Calculate seasonal mean using a trailing running mean, extract the final month (e.g., Mar for NDJFM),
convert to year-lat-lon DataArray, apply minimum coverage mask, and optionally remove trend.
Parameters:
-----------
dat : xr.DataArray
Input data with dimensions (time, lat, lon) and datetime64 'time'.
window : int
Running mean window size (default is 5).
end_month : int
Target month used to extract seasonal means (final month of the trailing average).
min_coverage : float
Minimum fraction of year coverage required for masking (default 0.9).
dtrend : bool
If True, remove linear trend after applying coverage mask.
Returns:
--------
dat_out : xr.DataArray
Seasonal mean with dimensions (year, lat, lon), optionally detrended and masked.
"""
# Compute monthly anomalies
clm = dat.groupby("time.month").mean(dim="time")
anm = dat.groupby("time.month") - clm
# Apply trailing running mean
dat_rm = anm.rolling(time=window, center=False, min_periods=window).mean()
# Filter for entries where month == end_month
dat_tmp = dat_rm.sel(time=dat_rm["time"].dt.month == end_month)
# Extract year from the end_month timestamps
years = dat_tmp["time"].dt.year
# Create clean DataArray with dimensions ['year', 'lat', 'lon']
datS = xr.DataArray(
data=dat_tmp.values,
dims=["year", "lat", "lon"],
coords={
"year": years.values,
"lat": dat_tmp["lat"].values,
"lon": dat_tmp["lon"].values,
},
name=dat.name if hasattr(dat, "name") else "SeasonalMean",
attrs=dat.attrs.copy(),
)
# Remove edge years if all values are missing
for yr in [datS.year.values[0], datS.year.values[-1]]:
if datS.sel(year=yr).isnull().all():
datS = datS.sel(year=datS.year != yr)
# Apply coverage mask
valid_counts = datS.count(dim="year")
total_years = datS["year"].size
min_valid_years = int(total_years * min_coverage)
sufficient_coverage = valid_counts >= min_valid_years
datS_masked = datS.where(sufficient_coverage)
dat_out = datS_masked
# Optional detrending
if dtrend:
coeffs = datS_masked.polyfit(dim="year", deg=1)
trend = xr.polyval(datS_masked["year"], coeffs.polyfit_coefficients)

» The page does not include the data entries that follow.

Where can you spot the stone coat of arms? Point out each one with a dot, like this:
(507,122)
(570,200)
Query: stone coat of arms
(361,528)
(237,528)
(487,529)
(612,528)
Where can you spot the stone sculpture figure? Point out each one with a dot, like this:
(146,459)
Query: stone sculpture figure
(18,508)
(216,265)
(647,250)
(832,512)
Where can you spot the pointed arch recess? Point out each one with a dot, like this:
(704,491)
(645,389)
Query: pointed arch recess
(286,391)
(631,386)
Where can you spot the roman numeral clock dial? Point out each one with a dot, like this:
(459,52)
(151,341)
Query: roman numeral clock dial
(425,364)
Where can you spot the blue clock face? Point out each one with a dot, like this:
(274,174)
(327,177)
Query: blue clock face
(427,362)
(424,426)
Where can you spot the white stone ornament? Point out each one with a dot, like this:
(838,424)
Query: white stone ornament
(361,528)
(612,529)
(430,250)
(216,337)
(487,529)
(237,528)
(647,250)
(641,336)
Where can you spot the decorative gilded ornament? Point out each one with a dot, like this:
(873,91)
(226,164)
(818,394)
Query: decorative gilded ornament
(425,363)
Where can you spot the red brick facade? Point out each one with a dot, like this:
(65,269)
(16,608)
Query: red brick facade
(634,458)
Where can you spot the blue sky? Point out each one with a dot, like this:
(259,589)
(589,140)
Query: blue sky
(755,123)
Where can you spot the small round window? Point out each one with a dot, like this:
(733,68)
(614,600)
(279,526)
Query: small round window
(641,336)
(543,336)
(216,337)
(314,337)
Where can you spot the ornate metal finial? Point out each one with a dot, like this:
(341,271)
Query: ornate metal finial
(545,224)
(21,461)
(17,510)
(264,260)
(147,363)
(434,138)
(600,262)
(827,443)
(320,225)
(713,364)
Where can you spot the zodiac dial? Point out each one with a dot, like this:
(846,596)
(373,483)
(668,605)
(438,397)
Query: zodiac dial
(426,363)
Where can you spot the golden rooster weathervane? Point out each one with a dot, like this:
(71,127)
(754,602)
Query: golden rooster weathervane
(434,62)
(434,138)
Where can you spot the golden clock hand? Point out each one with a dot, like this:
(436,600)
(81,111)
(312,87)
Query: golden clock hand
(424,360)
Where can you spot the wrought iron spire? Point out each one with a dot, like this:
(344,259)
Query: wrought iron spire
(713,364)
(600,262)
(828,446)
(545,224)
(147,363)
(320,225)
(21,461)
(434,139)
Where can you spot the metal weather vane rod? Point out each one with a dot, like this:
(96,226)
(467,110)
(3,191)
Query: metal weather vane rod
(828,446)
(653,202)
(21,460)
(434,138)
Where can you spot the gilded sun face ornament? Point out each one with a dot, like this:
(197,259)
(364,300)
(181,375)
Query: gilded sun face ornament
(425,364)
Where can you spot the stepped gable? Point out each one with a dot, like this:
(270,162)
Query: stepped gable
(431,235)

dat_out = datS_masked - trend
# Update attributes
dat_out.attrs.update(datS.attrs)
dat_out.attrs["note1"] = (
f"{window}-month trailing mean ending in month {end_month}. Year corresponds to {end_month}."
)
if dtrend:
dat_out.attrs["note2"] = f"Linear trend removed after applying {int(min_coverage * 100)}% data coverage mask."
else:
dat_out.attrs["note2"] = f"Applied {int(min_coverage * 100)}% data coverage mask only (no detrending)."
return dat_out
📌 Examples#
▶️ DJF Seasonal Mean (3-month average)#
# DJF: December–January–February, ending in February (month=2), window=3
dat_djf = calc_seasonal_mean(dat, window=3, end_month=2, dtrend=True)
print(dat_djf)
▶️ NDJFM Extended Seasonal Mean (5-month average)#
# NDJFM: November–March, ending in March (month=3), window=5
dat_ndjfm = calc_seasonal_mean(dat, window=5, end_month=3, dtrend=True)
print(dat_ndjfm)
▶️ Annual Mean#
# Calendar year average: 12-month mean ending in December (end_month=12)
dat_annual = calc_seasonal_mean(dat, window=12, end_month=12, dtrend=True)
print(dat_annual)
▶️ Water Year Mean (Oct–Sep, ending in September)#
# Water year average (Oct–Sep), 12-month mean ending in September (end_month=9)
dat_wy = calc_seasonal_mean(dat, window=12, end_month=9, dtrend=True)
print(dat_wy)
📎 Note: The output DataArray has a new
year
coordinate instead oftime
. Each value corresponds to the year of the end month used in the seasonal averaging.
This function provides a unified way to extract meaningful long-period averages with optional quality control and trend removal. Adjust the window
and end_month
parameters to match your season definition.